The truth is we know too much while ignorant as to what to do next. We live in a world of conflicting “expert” opinions about some of the most basic and fundamental aspects of our personhood. Work is among the most fundamental. As Alain de Botton has said in his brilliant book The Pleasures and Sorrows of Work, work makes the “extraordinary claim to be able to provide us, alongside love, with the principal source of life’s meaning.” Work Matters is well worth reading on what it means to be a Berufsmensch and properly revisioning a theology of vocation.

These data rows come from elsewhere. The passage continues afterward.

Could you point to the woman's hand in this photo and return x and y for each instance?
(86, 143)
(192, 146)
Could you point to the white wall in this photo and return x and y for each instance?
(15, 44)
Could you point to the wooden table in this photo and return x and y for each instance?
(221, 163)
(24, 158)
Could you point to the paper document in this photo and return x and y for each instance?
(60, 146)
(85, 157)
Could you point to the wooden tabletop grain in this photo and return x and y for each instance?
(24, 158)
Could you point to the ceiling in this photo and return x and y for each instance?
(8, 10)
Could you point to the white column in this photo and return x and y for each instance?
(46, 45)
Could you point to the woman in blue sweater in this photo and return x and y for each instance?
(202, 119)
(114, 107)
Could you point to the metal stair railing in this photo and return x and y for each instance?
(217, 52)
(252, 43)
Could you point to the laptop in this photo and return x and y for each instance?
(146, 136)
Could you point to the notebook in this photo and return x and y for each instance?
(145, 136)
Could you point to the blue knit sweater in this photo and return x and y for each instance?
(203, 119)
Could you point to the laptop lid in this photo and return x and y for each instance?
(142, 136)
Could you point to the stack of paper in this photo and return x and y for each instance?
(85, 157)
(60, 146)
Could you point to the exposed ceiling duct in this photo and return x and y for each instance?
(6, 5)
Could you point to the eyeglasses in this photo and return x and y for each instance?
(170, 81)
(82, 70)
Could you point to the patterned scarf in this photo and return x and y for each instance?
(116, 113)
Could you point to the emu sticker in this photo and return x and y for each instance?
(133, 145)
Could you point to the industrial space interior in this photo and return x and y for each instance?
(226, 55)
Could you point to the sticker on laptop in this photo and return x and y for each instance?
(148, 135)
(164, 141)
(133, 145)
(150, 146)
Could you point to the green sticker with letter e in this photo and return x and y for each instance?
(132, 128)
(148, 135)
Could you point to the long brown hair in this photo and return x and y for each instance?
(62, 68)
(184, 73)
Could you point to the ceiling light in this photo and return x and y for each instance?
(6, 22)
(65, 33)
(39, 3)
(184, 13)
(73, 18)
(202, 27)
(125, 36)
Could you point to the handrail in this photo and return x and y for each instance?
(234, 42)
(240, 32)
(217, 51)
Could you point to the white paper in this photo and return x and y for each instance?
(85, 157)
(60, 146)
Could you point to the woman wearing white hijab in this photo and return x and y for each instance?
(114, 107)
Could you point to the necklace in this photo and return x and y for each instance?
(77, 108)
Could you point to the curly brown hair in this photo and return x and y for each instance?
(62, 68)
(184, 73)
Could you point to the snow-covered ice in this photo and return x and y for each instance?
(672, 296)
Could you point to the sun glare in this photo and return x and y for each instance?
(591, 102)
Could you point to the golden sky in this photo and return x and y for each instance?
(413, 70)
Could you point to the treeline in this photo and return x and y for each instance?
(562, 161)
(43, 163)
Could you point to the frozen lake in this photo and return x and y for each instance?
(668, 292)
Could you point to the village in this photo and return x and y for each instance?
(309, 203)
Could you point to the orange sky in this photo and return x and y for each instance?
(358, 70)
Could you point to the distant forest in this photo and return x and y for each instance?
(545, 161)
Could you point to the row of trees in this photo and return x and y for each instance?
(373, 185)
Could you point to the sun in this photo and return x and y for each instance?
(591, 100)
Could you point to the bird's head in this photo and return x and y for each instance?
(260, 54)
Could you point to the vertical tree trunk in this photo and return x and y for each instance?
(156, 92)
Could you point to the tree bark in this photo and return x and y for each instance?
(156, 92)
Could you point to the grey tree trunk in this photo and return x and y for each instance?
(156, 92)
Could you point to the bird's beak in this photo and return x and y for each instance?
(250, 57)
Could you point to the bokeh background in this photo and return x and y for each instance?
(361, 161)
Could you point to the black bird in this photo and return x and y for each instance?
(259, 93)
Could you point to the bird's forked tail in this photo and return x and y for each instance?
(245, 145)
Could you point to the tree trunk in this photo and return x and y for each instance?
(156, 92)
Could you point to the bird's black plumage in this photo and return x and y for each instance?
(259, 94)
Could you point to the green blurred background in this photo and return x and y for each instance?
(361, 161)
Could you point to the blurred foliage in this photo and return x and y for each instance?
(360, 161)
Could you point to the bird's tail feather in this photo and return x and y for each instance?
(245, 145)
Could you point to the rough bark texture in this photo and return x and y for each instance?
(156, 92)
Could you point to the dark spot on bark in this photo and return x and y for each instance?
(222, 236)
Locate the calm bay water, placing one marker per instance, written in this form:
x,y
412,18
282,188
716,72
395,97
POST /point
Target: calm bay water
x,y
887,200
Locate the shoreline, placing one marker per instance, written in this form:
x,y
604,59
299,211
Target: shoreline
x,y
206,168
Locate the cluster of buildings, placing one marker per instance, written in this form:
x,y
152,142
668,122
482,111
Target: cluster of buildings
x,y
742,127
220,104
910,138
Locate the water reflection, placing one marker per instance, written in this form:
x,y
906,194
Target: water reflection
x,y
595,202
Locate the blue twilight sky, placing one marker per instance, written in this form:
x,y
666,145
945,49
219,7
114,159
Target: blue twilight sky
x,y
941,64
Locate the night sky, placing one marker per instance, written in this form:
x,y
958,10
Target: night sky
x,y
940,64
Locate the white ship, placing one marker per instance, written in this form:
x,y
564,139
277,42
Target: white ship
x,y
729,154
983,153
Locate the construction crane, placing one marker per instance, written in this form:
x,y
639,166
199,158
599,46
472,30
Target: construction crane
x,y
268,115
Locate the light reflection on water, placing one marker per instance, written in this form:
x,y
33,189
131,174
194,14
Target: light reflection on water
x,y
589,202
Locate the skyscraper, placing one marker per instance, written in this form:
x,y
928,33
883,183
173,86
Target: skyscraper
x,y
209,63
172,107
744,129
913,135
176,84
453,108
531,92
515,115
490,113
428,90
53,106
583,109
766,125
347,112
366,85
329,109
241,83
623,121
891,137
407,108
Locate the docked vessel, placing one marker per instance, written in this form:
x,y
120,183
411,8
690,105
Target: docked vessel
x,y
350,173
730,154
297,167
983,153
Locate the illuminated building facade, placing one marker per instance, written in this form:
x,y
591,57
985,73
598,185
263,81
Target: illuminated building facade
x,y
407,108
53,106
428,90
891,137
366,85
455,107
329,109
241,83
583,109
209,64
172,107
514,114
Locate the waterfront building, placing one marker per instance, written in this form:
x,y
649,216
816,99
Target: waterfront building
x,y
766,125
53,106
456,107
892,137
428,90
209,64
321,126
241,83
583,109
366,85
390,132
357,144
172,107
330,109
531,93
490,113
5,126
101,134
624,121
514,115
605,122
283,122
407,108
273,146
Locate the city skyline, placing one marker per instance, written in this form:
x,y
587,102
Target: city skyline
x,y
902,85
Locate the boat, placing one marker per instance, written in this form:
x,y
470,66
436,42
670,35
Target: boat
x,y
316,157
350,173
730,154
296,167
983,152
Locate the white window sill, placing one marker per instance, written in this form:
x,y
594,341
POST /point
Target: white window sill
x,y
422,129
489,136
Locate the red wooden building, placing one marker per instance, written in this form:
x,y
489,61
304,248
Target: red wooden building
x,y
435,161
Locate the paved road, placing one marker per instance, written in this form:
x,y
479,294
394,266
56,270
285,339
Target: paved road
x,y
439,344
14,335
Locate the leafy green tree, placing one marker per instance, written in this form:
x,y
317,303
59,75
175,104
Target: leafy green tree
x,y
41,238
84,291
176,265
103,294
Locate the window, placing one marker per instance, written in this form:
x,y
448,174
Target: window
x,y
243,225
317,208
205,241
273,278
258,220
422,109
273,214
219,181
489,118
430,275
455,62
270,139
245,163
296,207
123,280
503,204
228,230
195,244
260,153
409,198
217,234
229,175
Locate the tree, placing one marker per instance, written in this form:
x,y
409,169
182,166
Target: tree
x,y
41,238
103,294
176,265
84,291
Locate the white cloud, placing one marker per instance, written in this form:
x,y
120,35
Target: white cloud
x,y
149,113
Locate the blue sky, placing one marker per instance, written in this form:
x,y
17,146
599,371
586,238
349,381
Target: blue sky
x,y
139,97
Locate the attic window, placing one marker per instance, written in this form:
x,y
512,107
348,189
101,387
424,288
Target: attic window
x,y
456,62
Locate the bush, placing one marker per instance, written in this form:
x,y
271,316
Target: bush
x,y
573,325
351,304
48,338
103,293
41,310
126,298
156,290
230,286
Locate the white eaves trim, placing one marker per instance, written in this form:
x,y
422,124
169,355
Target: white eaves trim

Ever the good pastor, Nelson leads us into thinking and rethinking the deep nexus between gospel and work. Despite my challenges, there are some issues so important that we cannot afford to wait around until we get them “right” to comment. Work is one of them. We therefore owe Nelson a great deal of gratitude for helping us think about a seamless faith that is [critically and] faithfully present at work.
Michael J. Thate is a visiting research fellow at Yale Divinity School in New Haven, Connecticut.